Several variables shape what shows up in Form 5500 data and what it means in context. The first is the disclosure threshold: every plan with 100 or more participants files audited financials (Schedule H); plans with fewer than 100 participants file a simplified schedule (Schedule I) and are exempt from independent audit. That gap is consequential, the headline asset totals you see for small plans rely on plan-sponsor attestation rather than auditor confirmation, and the line items reported are coarser. The second variable is plan-type coding. A defined-contribution plan (401(k), 403(b), profit-sharing) reports very differently from a defined-benefit pension (which must additionally file Schedule SB with actuarial assumptions, funded ratio, and discount rate) and an employee stock ownership plan (Schedule E in pre-2009 filings, now folded into the main return). When you read a plan's filing, the schedules attached tell you what kind of plan you are looking at as much as the named plan type does.

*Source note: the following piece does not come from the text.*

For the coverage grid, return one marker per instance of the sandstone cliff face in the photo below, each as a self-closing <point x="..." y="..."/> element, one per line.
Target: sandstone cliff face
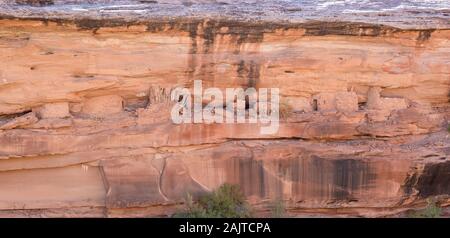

The third variable is filing status. Plans can file as initial, amended, final (plan termination), or short-year. Amended filings are routine when audit reports arrive after the original due date; final filings mean the plan is winding down, often after a corporate merger or acquisition. When a sponsor's filing history shows a 2018 final filing followed by a 2019 initial filing under a different EIN, that is usually a successor plan, not a new plan, PlainRetire's plan detail pages link related filings where the connection is unambiguous. Finally, the EFAST2 system has experienced periodic data revisions where DOL re-codes plan types or applies retroactive corrections. PlainRetire reflects revisions at the next refresh cycle and notes the source vintage on every page.